_Tu comme vraiment une tête de déterrer jeune sœur. Clame Khadija en ricanant quand je suis entrée au salon.
Je ne relève pas ses moqueries et me dirige vers mes parents avec une mine sévère. Eux même en voyant mon allure, ont deviné qu'il y avait anguille sous roche.
Avec violence, je dépose ma machine sous leurs yeux et croise mes bras avant de commencer.
_Cela signifie quoi? demandais-je à deux doigts de sangloter.
Papa replaça bien ses lunettes et déposa son journal avant de saisir la machine, et survoler la page. Je regardeais avec intrigue et mesure qu'il lisait, je voyais son visage se décomposer. Et si au fond de moi j'espérais m'être trompé, leurs réactions m'ont témoigné le contraire. Je me suis soudainement sentie assaillir par une haine virulente et mes jambes ne semblaient plus pouvoir me porter.
_Latifah! Cri Khadija en me retenant, m'empêchant de me casser la figure de justesse. Ils se sont tos hâter à mes côtés.
Je n'en revenais pas! Entre les informations que je venais de découvrir sur mes parents et le fait qu'ils m'ont encore une fois menti, je ne savais pas ce qui me faisait le plus mal au cœur. J'avais tellement mal que j'avais du mal à respirer normalement, je voulais juste m'éteindre à tous jamais.
_Respire lentement ma chérie, aller regarde-moi. Me suggéra maman en larme.
_NE ME TOUCHE PAS! Vociférais-je les faisant tous sursauter. Tout en moi n'était que haine et colère et le fait de la voir, surtout en larme ne faisait qu'attiser ma colère.
_Ma chérie écoute moi ok? Tout ce que tu as lu est faux, crois-moi c'est loin d'être la vérité. Bégaya-t-elle en tremblant.
Brusquement, je me suis éloignée d'autres en essayant de me donner de la contenance.
_Et pourquoi est-ce que je te croirais? donne-moi une seule bonne raison de croire en tes paroles maman.
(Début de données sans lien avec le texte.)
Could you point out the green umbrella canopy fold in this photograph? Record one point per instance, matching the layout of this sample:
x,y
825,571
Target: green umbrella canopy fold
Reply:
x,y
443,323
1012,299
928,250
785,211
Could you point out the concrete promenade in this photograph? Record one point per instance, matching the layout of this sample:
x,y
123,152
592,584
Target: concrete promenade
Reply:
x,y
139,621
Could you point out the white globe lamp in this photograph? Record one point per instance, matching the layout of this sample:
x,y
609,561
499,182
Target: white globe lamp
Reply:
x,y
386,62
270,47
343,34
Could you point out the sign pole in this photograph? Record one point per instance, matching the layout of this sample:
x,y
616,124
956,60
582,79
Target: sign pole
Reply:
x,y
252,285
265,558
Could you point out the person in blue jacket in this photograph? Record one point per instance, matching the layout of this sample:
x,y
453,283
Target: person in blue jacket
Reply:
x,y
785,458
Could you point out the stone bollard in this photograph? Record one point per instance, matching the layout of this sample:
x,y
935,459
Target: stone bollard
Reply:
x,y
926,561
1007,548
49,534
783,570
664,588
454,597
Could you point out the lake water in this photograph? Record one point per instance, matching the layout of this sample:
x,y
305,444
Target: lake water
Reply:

Suppliais-je en larme.
_Je sais que c'est dur à encaisser et à croire mais crois-moi, tout ce que j'ai fait je l'ai fait pour te protéger et je suis la seule responsable de tout ça, ne blâme pas les autres.
_C'est tellement logique que tu veuilles me protège! je suis la fille d'un t********t de d****e et d'enfants. Glissais-je; en rigolant alors que j'étais complètement anéantie à l'intérieur.
_T'ES PARENTS ETAIENTS TOUT SAUF CELA. Répliqua papa pour la première fois et avec sérieux.
Je le regardais ne sachant pas quoi dire. Plus rien de ce qu’ils me diront désormais ne pourras me redonner confiance en eux et cela me ronge depuis hier nuit. Je sais d’ores et déjà que je les ai perdus ; je suis complètement et tout à fait seule et sans aucun souvenir.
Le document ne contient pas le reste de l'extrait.